Dynamic Active Sites in Bi5O7I Promoted by Surface Tensile Strain Enable Selective Visible Light CO2 Photoreduction.

Abstract

Surface defects with abundant localized electrons on bismuth oxyhalide catalysts are proved to have the capability to capture and activate CO2. However, bismuth oxyhalide materials are susceptible to photocorrosion, making the surface defects easily deactivated and therefore losing their function as active sites. Construction of deactivation-resistant surface defects on catalyst is essential for stable CO2 photoreduction, but is a universal challenge. In this work, the Bi5O7I nanotubes with surface tensile strain are synthesized, which are favorable for the visible light-induced dynamic I defects generation.

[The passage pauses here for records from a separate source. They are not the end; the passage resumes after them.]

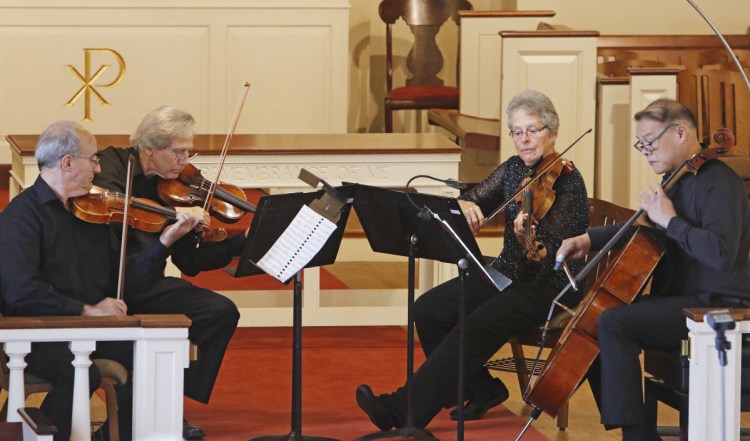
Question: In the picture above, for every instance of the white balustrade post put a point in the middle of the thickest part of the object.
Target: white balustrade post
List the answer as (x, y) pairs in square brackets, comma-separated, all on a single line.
[(81, 424), (158, 382), (706, 390), (16, 351)]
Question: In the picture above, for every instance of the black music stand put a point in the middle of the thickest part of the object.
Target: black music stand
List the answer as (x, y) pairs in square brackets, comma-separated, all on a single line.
[(272, 216), (393, 225)]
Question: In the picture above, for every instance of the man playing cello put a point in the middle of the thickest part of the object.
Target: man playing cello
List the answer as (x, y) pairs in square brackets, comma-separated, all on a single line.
[(703, 222)]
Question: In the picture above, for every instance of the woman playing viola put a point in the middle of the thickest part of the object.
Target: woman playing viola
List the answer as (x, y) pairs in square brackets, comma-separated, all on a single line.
[(492, 317), (162, 144)]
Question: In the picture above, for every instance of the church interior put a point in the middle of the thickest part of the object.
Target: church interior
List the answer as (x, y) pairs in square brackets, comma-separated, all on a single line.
[(329, 93)]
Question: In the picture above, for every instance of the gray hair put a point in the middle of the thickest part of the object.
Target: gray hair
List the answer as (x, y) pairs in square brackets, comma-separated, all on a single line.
[(535, 103), (667, 111), (59, 139), (162, 126)]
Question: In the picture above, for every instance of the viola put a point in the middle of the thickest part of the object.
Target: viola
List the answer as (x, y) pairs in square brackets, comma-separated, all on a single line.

The CO2 molecules absorbed on I defects are constantly reduced by the incoming photogenerated electrons from I-deficient Bi5O7I nanotubes and the successive protonation of CO2 molecules is thus highly promoted, realizing the selective CO2 conversion process via the route of CO2-COOH--CO. The efficient and stable photoreduction of CO2 into CO with 100% selectivity can be achieved even under visible light (λ >420 nm) irradiation benefited from the dynamic I defects as active sites. The results presented herein demonstrate the unique action mechanism of light-induced dynamic defects during CO2 photoreduction process and provide a new strategy into rational design of deactivation-resistant catalysts for selective CO2 photoreduction.